What is the definition of a factor

Question

I know that $x-1$ is a factor of $x^2-1$, but is $x-i$ a factor of $x^2+1$. Do we consider $x-i$ to be a factor of $x^2+xi+2$?

Answer 1

In both cases the answer is YES if we are considering polynomials over the complex field and NO if we are considering polynomials over the real field.

Answer 2

Over the complex numbers, every polynomial $p(x)=a (x^n +b_{n-1}x^{n-1}+\ldots b_1 x + b_0)$ can be factored into $n$ (possibly identical) factors such that $$p(x)=a\prod_{m=1}^n (x-x_m)$$ with $x_m$ being the zeroes of the polynomial.

Thus, in particular $$x^2+1=(x-i)(x+i)$$ such that $x-i$ is a factor and $$x^2+ix+2=(x-i)(x+2i)$$ such that $x-i$ equally is a factor.

Answer 3

It does, unfortunately, depend on context. It depends on whether you're factorising over the integers (or rationals), the real numbers, or complex numbers. As you go much further in mathematics, there will be many other "things" you can factorise over, but we won't bother with that.

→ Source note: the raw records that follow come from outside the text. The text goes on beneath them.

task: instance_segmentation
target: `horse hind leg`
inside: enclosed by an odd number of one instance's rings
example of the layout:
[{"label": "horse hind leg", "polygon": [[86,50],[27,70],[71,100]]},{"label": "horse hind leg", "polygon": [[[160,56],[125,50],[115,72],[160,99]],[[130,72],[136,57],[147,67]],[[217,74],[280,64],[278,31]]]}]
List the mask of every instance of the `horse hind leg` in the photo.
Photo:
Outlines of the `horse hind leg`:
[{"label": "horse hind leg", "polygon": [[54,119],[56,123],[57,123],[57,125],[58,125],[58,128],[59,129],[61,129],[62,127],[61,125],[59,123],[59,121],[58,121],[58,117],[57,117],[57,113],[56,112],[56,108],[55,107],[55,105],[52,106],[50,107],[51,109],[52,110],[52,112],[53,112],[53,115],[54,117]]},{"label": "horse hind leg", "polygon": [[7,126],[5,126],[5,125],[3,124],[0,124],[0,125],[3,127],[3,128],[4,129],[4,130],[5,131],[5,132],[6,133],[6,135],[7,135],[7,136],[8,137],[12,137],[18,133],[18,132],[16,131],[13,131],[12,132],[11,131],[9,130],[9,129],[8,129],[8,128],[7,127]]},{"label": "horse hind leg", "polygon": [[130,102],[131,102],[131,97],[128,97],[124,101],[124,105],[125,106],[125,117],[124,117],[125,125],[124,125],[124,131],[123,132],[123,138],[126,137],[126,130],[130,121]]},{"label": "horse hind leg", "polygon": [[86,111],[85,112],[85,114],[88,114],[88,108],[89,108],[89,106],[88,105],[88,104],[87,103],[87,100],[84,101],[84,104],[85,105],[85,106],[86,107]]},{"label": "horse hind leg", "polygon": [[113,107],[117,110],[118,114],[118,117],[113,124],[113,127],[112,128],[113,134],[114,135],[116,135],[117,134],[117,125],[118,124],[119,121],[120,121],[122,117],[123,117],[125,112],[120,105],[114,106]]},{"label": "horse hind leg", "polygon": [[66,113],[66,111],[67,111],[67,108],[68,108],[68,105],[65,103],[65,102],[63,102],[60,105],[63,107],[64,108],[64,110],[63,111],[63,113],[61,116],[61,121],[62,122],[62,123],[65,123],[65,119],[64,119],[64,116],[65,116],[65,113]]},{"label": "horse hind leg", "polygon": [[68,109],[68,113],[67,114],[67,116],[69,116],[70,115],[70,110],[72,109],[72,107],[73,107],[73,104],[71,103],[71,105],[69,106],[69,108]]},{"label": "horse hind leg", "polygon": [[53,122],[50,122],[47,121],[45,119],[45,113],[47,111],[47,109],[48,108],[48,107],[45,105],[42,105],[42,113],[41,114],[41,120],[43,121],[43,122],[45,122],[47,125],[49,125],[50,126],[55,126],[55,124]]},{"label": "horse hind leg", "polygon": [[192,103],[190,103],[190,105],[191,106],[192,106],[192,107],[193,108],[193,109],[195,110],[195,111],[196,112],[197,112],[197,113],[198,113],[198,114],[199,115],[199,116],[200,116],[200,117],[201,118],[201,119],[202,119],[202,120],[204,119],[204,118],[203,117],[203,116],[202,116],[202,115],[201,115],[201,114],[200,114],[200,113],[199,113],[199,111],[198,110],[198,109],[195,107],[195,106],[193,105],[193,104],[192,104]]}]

For example, over the integers, the polynomial $x^4 + 1$ cannot be factored. In other words, there are no two polynomials, with integer coefficients, whose product is $x^4 + 1$ (except trivially, $\pm 1$ multiplied to $\pm(x^4 + 1)$). But, if you factorise over the reals, $$x^4 + 1 = (x^4 + 2x^2 + 1) - 2x^2 = (x^2 + 1)^2 - 2x^2 = (x^2 + 1 + \sqrt{2}x)(x^2 + 1 - \sqrt{2}x).$$ Over the reals, this cannot be factored any further. But, over the complex numbers, we get even more factors: $$(x^4 + 1) = \left(x - \frac{1}{\sqrt{2}} - \frac{i}{\sqrt{2}}\right)\left(x + \frac{1}{\sqrt{2}} - \frac{i}{\sqrt{2}}\right)\left(x + \frac{1}{\sqrt{2}} + \frac{i}{\sqrt{2}}\right)\left(x - \frac{1}{\sqrt{2}} + \frac{i}{\sqrt{2}}\right).$$ Basically, the more possibilities we have for coefficients (integers to reals to complex numbers), the more possibilities we have for creating smaller factors, and you'll have to rely on context to know from where you may take your coefficients.